Już w czwartej serii 3. grupy drugoligowych zmagań w kategorii kobiet dojdzie do historycznych derbów Częstochowy. Zmierzą się w nim drużyny Częstochowianki i Silesii. Obydwie ekipy miały już okazję ze sobą rywalizować, lecz wyłącznie przy okazji turniejów towarzyskich. W przypadku ligowych rozgrywek będzie to ich pierwsze starcie.

Patrząc na hart ducha, jakie te drużyny w tym sezonie po sobie pozostawiają na parkietach, można spodziewać się zaciętego spotkania. Silesia jak na razie na swoim koncie ma komplet zwycięstw i z 8 punktami przewodzi w tabeli.

Z kolei „Czanka” po falstarcie na inaugurację sezonu z Barycz Janków Przygodzki (0:3), odniosła dwa tryumfy kolejno nad AZS-AWF Wrocław (u siebie) i NTSK AZS Nysa (na wyjeździe). Obie potyczki zakończyły się wynikami 3:2 na rzecz zawodniczek pod wodzą trener Anity Krzyczmonik.

Bardziej doświadczony zespół wydaje się mieć Silesia, której póki co nikt nie zatrzymał. Jednak nieco młodsza Częstochowianka także potrafi nawiązać równorzędną walkę z innymi teamami, co pokazała choćby w dwóch poprzednich kolejkach. Szykuje się zatem bardzo ciekawe widowisko w hali sportowej przy ul. Rejtana 7c. Początek derbowego pojedynku wyznaczono na godzinie 15.30.

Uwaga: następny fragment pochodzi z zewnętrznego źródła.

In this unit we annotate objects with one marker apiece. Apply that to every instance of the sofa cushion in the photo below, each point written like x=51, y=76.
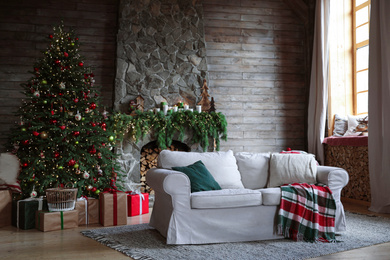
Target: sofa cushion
x=271, y=196
x=291, y=168
x=221, y=165
x=200, y=177
x=227, y=198
x=254, y=169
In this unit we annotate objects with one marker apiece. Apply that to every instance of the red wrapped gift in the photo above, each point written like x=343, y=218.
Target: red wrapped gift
x=112, y=208
x=137, y=204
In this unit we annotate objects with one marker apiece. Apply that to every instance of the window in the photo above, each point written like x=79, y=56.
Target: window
x=361, y=24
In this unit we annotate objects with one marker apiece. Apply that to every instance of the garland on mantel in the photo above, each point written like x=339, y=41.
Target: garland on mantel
x=164, y=128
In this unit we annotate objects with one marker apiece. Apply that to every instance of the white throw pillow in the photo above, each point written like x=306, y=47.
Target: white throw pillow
x=253, y=168
x=221, y=165
x=291, y=168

AZS podejmie Bielawiankę-Bester

W najbliższą sobotę – jeszcze wcześniej, bo o godzinie 15.00 – w Hali Polonia przy Dekabrystów 43 o swoje pierwsze ligowe punkty ponownie powalczy Eco-Team AZS Stoelzle Częstochowa. „Akademicy” zagrają przeciwko drużynie DOFU Bielawianka-Bester Bielawa.

Podopieczni Wojciecha Pudo obecnie mają za sobą rozegrane trzy mecze w trzeciej grupie 2. Ligi mężczyzn. Niestety ani jednego nie rozstrzygnęli na swoją korzyść. W efekcie plasują się dopiero na jedenastej lokacie w tabeli. Najpierw przegrali 1:3 z ZAKSA Strzelce Opolskie. Następnie ulegli KS Rudziniec, a jeszcze później – WKS Wieluń. W obu potyczkach padły rezultaty 3:0 dla rywali „Biało-Zielonych”.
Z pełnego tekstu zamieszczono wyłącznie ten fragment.